Bess. Suppose, suppose anything you like. (Cross to door L.). I’m going to change my dress.
May. And you withhold from me your confidence, Bess, Bess, this is not right.
Bess. May, don’t lecture me. Do let me enjoy myself, ’twill be time to warn when the grub brother turns into the butterfly lover. (Aside.) She dares to doubt my love for Marcus. I’ll plague her well for that.
(Exit door L.)
May (rising). ’Tis as I feared, she is learning to love this man; this tramp, who, in some unaccountable manner, fascinates the whole household. Roy delights in his company. Bess is happy at his side; even Nancy, the man hater, almost worships him, while I feel magnetized by his presence; and yet he robs me of my husband’s society. But he must not win my Bess, there’s too much at stake, an accident might rouse the slumbering curse of his former life, and then what a fate would be hers.
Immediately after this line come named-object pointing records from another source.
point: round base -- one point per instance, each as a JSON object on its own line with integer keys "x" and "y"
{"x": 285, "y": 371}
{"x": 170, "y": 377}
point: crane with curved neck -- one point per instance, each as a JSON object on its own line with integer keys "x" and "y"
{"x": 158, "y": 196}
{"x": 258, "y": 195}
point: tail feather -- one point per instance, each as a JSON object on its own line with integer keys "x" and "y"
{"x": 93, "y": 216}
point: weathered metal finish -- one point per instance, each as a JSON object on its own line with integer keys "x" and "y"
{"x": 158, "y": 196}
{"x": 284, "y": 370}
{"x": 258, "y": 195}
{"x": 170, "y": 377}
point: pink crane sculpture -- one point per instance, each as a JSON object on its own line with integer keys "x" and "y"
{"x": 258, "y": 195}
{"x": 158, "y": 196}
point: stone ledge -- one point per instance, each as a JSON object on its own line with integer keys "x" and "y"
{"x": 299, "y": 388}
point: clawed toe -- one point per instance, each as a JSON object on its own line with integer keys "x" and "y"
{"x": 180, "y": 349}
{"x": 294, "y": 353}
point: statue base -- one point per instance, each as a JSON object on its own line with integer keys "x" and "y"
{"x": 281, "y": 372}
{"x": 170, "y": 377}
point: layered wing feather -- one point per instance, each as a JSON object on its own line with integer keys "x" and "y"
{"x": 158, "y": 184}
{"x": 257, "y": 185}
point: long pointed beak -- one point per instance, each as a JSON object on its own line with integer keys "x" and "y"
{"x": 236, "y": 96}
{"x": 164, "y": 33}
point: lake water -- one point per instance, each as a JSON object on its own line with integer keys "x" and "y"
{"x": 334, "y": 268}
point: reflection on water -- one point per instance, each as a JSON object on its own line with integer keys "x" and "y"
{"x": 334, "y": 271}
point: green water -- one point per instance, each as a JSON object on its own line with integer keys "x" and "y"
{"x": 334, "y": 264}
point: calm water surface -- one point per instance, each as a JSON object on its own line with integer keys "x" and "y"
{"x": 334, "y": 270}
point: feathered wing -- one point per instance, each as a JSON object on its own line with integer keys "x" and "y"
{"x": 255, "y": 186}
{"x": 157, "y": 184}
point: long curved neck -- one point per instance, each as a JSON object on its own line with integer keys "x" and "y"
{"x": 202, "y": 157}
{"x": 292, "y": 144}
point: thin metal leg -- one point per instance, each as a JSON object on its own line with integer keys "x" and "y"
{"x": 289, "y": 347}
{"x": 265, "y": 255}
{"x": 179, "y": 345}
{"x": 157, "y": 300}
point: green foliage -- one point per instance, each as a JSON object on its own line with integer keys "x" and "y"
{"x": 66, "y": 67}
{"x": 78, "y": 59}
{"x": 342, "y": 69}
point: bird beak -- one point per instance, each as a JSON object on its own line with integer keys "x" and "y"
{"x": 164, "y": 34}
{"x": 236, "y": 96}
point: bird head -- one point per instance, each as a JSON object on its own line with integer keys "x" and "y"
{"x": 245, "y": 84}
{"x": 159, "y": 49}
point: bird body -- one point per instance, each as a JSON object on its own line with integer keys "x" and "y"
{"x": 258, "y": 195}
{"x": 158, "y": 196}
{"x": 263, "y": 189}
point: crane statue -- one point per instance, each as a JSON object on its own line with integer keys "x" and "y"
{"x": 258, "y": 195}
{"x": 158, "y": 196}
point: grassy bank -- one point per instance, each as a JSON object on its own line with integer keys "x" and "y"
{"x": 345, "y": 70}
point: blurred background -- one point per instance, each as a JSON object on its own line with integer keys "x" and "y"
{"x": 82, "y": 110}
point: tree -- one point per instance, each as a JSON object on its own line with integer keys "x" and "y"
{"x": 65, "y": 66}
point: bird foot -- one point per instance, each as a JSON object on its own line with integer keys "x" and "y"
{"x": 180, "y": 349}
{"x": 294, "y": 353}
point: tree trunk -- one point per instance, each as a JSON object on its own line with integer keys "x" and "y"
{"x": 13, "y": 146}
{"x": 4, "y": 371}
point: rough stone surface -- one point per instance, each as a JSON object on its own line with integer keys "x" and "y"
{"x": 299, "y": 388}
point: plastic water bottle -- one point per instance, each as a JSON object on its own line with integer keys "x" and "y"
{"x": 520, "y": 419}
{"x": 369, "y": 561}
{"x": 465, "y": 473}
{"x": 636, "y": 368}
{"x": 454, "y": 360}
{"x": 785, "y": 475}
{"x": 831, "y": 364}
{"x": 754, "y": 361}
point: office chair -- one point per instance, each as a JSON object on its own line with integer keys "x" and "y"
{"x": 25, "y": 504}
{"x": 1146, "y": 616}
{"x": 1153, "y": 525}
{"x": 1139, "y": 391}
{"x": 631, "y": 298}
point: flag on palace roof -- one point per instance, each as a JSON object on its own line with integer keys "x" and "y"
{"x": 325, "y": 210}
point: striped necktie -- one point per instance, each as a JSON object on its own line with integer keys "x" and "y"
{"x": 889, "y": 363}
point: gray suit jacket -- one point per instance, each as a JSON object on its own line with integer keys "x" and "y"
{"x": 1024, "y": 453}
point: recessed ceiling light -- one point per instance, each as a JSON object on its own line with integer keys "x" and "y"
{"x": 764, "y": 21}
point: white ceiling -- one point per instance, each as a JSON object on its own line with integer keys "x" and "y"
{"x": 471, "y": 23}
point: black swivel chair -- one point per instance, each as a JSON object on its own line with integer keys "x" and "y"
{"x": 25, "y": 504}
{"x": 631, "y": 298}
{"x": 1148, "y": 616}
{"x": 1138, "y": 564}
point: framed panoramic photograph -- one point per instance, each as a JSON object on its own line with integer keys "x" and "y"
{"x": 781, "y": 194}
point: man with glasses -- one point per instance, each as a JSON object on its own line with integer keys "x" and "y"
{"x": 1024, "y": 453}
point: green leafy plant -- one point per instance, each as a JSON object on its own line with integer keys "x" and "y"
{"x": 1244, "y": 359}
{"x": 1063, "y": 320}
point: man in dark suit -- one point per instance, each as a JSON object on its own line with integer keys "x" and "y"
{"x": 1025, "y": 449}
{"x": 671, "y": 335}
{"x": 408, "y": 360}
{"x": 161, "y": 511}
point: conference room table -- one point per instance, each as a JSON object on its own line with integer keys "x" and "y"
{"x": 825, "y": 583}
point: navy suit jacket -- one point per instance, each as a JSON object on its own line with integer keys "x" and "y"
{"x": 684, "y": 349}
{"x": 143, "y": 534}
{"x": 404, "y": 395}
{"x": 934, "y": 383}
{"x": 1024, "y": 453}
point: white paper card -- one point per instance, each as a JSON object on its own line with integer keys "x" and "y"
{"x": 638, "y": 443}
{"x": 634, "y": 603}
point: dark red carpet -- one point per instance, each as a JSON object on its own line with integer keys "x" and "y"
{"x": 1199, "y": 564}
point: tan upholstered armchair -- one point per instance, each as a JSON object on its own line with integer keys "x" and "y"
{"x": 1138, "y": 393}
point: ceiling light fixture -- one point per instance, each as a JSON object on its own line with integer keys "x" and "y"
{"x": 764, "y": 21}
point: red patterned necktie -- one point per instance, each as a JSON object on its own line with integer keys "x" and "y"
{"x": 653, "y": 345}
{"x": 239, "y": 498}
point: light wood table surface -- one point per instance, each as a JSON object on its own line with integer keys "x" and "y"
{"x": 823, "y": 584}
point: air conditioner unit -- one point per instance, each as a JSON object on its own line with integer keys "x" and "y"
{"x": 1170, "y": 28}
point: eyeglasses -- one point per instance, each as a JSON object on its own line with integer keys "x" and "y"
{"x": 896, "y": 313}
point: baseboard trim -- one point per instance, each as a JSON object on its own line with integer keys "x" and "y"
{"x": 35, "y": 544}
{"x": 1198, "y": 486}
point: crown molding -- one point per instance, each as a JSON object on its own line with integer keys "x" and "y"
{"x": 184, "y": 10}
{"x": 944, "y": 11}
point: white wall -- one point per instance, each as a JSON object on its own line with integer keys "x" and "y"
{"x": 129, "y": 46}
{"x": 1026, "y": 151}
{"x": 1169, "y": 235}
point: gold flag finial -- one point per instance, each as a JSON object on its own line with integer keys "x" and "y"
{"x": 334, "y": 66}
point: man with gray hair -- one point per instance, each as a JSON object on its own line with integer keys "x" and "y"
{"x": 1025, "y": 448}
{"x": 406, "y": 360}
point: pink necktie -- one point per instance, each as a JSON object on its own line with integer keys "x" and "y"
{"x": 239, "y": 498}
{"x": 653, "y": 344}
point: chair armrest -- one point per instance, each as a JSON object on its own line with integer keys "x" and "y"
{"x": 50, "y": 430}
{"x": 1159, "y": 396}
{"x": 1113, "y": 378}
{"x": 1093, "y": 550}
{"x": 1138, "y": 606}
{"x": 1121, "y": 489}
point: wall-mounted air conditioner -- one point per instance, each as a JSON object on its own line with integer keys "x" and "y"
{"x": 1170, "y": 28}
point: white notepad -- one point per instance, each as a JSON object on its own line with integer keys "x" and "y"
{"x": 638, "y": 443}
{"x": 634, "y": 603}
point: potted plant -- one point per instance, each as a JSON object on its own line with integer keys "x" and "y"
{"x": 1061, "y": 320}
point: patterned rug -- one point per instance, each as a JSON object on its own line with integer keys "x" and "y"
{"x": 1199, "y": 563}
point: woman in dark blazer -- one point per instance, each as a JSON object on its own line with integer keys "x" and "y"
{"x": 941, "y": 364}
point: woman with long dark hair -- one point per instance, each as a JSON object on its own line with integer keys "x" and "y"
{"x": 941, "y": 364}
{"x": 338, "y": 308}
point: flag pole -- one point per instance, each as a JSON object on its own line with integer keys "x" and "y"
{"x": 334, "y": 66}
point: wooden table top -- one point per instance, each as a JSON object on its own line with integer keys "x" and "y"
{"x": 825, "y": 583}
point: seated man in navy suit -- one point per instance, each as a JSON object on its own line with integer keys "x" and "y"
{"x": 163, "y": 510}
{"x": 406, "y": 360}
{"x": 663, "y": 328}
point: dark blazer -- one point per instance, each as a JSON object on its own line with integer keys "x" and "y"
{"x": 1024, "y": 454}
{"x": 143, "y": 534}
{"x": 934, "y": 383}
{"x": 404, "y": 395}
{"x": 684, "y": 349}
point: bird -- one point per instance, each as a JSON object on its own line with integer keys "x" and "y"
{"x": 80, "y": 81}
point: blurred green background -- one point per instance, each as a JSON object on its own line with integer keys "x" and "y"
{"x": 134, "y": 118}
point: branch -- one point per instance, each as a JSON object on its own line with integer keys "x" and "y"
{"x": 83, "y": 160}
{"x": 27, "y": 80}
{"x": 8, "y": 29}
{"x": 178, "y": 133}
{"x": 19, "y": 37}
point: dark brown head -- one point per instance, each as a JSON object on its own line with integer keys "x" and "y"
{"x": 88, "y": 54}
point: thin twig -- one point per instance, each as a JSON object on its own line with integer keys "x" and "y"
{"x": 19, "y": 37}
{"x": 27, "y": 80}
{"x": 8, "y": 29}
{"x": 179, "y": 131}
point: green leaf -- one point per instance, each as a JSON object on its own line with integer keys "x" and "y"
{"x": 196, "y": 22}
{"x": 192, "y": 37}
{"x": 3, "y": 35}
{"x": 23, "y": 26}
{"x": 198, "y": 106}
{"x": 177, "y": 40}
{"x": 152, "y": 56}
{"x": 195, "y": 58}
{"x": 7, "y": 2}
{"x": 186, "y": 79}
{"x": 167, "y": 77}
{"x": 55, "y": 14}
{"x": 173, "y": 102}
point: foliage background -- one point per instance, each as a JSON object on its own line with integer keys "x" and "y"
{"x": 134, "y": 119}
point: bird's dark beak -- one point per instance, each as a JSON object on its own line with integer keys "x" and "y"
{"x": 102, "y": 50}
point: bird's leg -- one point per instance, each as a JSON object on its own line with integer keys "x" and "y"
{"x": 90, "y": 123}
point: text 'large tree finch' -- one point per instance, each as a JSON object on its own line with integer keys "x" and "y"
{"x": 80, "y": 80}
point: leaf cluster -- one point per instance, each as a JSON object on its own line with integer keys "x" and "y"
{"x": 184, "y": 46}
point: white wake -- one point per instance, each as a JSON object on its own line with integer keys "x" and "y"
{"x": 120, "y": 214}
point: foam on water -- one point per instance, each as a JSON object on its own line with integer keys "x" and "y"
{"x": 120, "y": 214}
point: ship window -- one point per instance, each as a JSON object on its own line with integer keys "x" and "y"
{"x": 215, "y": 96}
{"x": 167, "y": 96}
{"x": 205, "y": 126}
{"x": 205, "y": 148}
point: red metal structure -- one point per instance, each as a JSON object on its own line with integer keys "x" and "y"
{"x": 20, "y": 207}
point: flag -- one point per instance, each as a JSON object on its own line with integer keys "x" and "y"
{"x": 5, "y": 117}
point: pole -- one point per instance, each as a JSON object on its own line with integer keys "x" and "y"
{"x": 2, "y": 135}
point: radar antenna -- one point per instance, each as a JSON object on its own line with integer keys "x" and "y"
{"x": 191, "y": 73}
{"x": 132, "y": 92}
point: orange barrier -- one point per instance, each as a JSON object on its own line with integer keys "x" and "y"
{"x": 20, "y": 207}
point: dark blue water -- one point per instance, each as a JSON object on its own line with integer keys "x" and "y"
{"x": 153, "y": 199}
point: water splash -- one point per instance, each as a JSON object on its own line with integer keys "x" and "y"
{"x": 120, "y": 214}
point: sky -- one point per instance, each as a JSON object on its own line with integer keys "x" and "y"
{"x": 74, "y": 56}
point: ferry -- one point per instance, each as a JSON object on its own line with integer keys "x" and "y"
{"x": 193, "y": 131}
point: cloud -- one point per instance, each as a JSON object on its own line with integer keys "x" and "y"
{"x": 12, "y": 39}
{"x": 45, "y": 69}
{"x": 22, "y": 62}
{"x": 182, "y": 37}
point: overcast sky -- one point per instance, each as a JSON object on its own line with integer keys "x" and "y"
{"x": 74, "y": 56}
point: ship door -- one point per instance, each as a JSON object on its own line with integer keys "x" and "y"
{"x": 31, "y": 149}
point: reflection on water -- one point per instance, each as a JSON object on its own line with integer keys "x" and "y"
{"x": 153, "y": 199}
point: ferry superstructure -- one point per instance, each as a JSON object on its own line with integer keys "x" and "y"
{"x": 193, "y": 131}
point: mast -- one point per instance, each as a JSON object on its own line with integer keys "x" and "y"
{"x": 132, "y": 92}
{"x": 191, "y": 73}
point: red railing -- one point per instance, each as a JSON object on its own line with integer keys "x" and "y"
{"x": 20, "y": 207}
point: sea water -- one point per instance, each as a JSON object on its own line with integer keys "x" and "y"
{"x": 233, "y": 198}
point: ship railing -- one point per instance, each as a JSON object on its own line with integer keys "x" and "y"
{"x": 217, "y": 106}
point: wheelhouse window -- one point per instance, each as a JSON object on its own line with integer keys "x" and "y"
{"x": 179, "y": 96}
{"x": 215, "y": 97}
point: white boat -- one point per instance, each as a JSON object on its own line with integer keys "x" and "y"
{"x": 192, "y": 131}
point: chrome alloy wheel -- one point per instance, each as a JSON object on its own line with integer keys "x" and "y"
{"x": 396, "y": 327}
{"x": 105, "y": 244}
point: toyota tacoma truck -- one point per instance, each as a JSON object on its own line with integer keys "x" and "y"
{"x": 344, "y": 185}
Oh, no, she must be saved from that, though I make an enemy of my husband’s comrade. But how? (Sits R. of table.) How?
(Enter Simon C.)
Simon. I beg your pardon.
May. Well what is it; anything the matter in the garden?
Simon. No, everything is flourishing there: I’ve weeded out all that’s unsightly and unwholesome; but there’s something wrong here in the house.
May. In the house,——what do you mean?